Yes its faulty / or not had enough sample. It happens. For what seems like incredibly simple technology they are actually quite sensitive to all sorts of little things inside the plastic housing. So whilst it might be you didn’t add enough sample, similar issues can happen if the pads inside aren’t making good contact, or a little bit of the plastic wasn’t moulded right to get the flow properly. The failure rate from defects rather than user error is low but does happen. If you are making millions of tests a week, as cheaply as possible some failures are probably unavoidable.
Back in 2005 I had the joy of recalling an entire batch of tests because the glue that sticks the bits all together inside started to fail a month after assembly and about 1/20 did exactly this!
@Edukator
I know that, but if there had been a distinct red line at T it would have been positive, with or without the control.
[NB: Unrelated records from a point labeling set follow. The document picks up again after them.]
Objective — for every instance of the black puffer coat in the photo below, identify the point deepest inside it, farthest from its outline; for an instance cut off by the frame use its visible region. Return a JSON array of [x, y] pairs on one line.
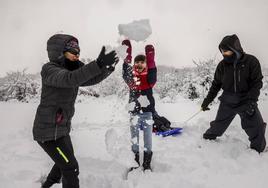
[[60, 81], [243, 77]]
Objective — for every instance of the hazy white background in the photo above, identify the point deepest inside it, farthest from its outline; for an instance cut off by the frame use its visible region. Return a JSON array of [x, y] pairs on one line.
[[183, 30]]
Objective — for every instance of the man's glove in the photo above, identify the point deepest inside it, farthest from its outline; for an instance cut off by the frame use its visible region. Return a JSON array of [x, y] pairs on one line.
[[251, 108], [126, 42], [204, 105], [107, 60]]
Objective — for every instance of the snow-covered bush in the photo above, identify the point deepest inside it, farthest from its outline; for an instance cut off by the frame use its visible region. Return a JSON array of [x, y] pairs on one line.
[[20, 86]]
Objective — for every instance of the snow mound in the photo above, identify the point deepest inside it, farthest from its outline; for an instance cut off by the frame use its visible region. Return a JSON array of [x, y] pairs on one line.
[[138, 30]]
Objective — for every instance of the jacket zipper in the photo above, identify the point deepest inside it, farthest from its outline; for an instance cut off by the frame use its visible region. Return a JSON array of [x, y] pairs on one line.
[[235, 77], [56, 131], [239, 75]]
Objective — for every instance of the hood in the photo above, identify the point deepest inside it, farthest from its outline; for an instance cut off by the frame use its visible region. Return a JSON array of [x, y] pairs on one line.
[[232, 43], [56, 44]]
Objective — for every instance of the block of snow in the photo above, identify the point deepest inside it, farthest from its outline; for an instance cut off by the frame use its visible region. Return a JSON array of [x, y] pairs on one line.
[[137, 30]]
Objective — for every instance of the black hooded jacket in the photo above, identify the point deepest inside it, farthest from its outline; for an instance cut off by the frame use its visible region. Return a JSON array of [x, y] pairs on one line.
[[60, 81], [242, 77]]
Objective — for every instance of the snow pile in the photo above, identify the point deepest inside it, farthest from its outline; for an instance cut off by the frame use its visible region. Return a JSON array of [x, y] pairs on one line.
[[137, 30]]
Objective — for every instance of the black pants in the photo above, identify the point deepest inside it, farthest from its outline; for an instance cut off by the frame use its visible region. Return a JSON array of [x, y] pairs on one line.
[[253, 125], [65, 167]]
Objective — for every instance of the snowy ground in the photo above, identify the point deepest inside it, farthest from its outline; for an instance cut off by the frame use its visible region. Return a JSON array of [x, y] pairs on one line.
[[101, 140]]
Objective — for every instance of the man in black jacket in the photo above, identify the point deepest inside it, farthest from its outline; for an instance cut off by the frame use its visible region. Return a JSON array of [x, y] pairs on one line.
[[239, 75], [61, 77]]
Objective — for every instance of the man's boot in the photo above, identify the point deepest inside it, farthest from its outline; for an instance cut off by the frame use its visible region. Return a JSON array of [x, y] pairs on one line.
[[137, 159], [147, 160]]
It might not be valid but it gives you an accurate result all the same once it’s flowed past T. Obviously do it again to be sure.
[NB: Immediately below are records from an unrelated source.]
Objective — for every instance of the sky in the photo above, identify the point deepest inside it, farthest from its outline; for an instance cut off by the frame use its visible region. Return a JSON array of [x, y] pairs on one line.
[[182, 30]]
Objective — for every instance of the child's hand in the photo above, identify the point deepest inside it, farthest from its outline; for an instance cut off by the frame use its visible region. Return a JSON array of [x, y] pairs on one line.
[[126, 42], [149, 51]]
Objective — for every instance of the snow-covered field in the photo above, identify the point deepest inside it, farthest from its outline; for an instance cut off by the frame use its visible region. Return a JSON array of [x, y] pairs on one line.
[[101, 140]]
No! The control line confirms that sufficient sample has flowed along the test to make the control line system operate correctly. If you didn’t add enough sample to get that to happen you can draw no conclusions about the meaning of anything (pos or neg) at the test line zone. With the right circumstances you could get a positive sample to show no test line if the flow is wrong OR a negative sample to show a test line because insufficient sample has washed the excess reagent off. One of the dangers of letting the public do these tests themselves is they make their own mind up what this means!
Poopscoop – if you don’t normally report the tests via the NHS website – they would probably be even more grateful if you could report this (they call it a Void) – as they will want to know the % failure rate.